Much like his other birthdays, I invited his class at school, our friends with kids, as well as a fair number of our childless friends. I invite people that Husband and I are close to, with a special emphasis on people that Jago actually knows.
Now Jago's first two birthdays were packed, and that was before he was even at school, but in both those cases he was kind of one of the first babies in our community baby boom, so I feel like people were still kind of checking out this whole kid thing.
His 3rd and 4th birthdays were almost entirely school friends, which was fine. He had a great time, and certainly that matters most, though I felt a touch sad to not see more of our friends participating in my family's milestones.
Miela's 1st birthday had about 5 adults and only one kid guest. And I must admit that did make me sad. She certainly had a delightful time, but I started really strongly recognizing there's this thing that a lot of people don't seem to get, and here's the point of my post.
It is possible for an event to be fun for kids, fun for parents, and fun for childless adults, all at the same time.
I'm even going to say I think it's WONDERFUL when an event has these qualities.
I feel like a lot of adults make this big separation in their heads between kid stuff and adult stuff. I feel like there's some notion that for adults to have a fun time there need to be opportunities for intoxication and bawdyness, and I think that's a shame.
Certainly I have enjoyed those adult aspects of parties before, but sometimes when I watch other people I feel like they're engaging in those things more because they're trying to prove that they're adults, rather than because they are genuinely having fun doing them.
One of my favorite things about Flipside and Burning Man is how much there is room for all kinds of fun. There's plenty of so-called adult fun going on, but you'll often see children running around enjoying the weird just as much.
One of my favorite Burning Man images is from the year we were camped next to the kid village. At the center of it was a giant trampoline, and every time I looked over there, I'd see kids bouncing up and down in their fairy wings and capes, the same gnarled hair full of playa dust like the adults had, and they were just having the time of their lives at this big place to play.
And see, that's my favorite thing about these Burn events: it gives adults an environment to play in.

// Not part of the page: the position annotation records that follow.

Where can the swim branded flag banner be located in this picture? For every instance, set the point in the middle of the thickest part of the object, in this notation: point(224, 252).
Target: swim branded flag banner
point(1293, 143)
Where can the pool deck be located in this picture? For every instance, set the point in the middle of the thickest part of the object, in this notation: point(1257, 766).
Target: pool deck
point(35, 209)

One of my favorite Flipside memories is this past year's massive snowball fight on the field. Or another great one was when the Beer and Darts crew invaded Ish, and it turned into a kind of ridiculous mock battle.
Adults remembering how to play is YES. I do not think there is enough play in the world.
So back to Jago's party on Saturday. Completely unexpectedly to me, a ton of our childless friends showed up. It was a bit overwhelming, but such a delightful surprise.
There were adults gabbing away in the kitchen, adults playing with kids in the living room, and the roving band of miniature superheros battling in the backyard. Adults talking outside, adults being silly in the dining room, children playing with balls and frisbees with various grownups. A whole lot of wonderful.
And if you ask me, all of that is real community building. I think one of the best things about being part of a community is having a place where you feel safe to play.
Certainly having people to call on in times of need or when there's work to be done is an awesome thing.
But mostly I just want my tribe to play with.